Aber fängt die Weltgeschichte erst 2022 oder 2023 an? Muss man nicht wenigstens die Entwicklungen seit dem Fall der Mauer mit dem einerseits sehr guten Verhältnis zu Russland und andererseits der
weiten Ostausdehnung der Nato in den Blick nehmen? Und beruht nicht der Angriff der Hamas auch auf einer jahrzehntelangen Unterdrückung der Palästinenser durch z.B die Siedlungspolitik Israels? Aber
der selbstkritische Blick auf möglicherweise eigene fehlerhafte Entscheidungen, die Kriege, Leid und Töten verlängern, gehört nicht zum Standardrepertoire der Politik. Doch muss Kirche das
unterstützen durch eine theologische Rechtfertigungsdenkschrift für eine billionenteure militärische Aufrüstung?

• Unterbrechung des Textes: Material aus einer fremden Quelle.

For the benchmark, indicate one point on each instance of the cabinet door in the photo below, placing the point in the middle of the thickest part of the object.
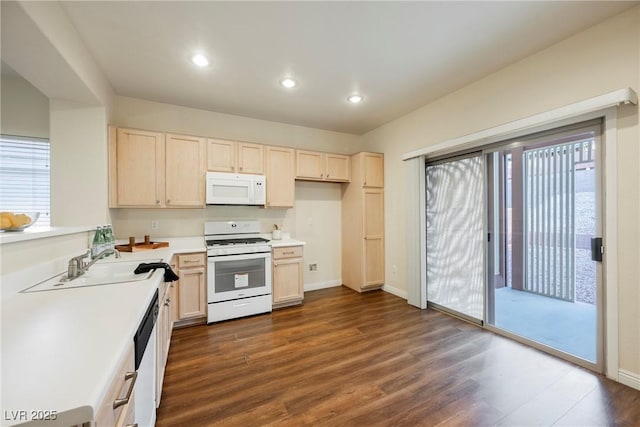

Diese Geschichtsverengung der Denkschrift wie der heutigen Politik versperrt den erhellenden Blick auf weitgehend gelungenen Friedenswege, z.B. zwischen Deutschland und Frankreich und zwischen den
meisten europäischen Staaten, z.B. durch die EU. So kommen die starken Friedenskräfte, die in engen Austauschbeziehungen liegen, überhaupt nicht als Friedensmöglichkeiten in den Blick, obwohl sie
sich über Jahrzehnte bewährt haben.
Ein ganzes Bündel von wirtschaftlichen Beziehungen, politischen Kontakten, Sporttreffen, kulturellen Ereignissen, wissenschaftlichen Konferenzen, Schüleraustauschen, touristischen Angeboten war
jahrelang die Basis für viele persönliche und staatliche Freundschaften. Dieses Bündel an Beziehungen stärkte das Zusammengehörigkeitsgefühl in weiten Teilen Europas einschließlich Russlands, denn
jeder Beteiligte und jedes beteiligte Land profitierte von diesen Kontakten. War nicht vor gut einhundert Jahren Frankreich noch der "Erzfeind" der Deutschen? Und haben nicht schon in den
Jahrhunderten vorher vor allem durch den Handel die Menschen ihren Weg aus den sich bekämpfenden Kleinststaaten Mitteleuropas hin zu einem friedlichen Zusammenleben gefunden?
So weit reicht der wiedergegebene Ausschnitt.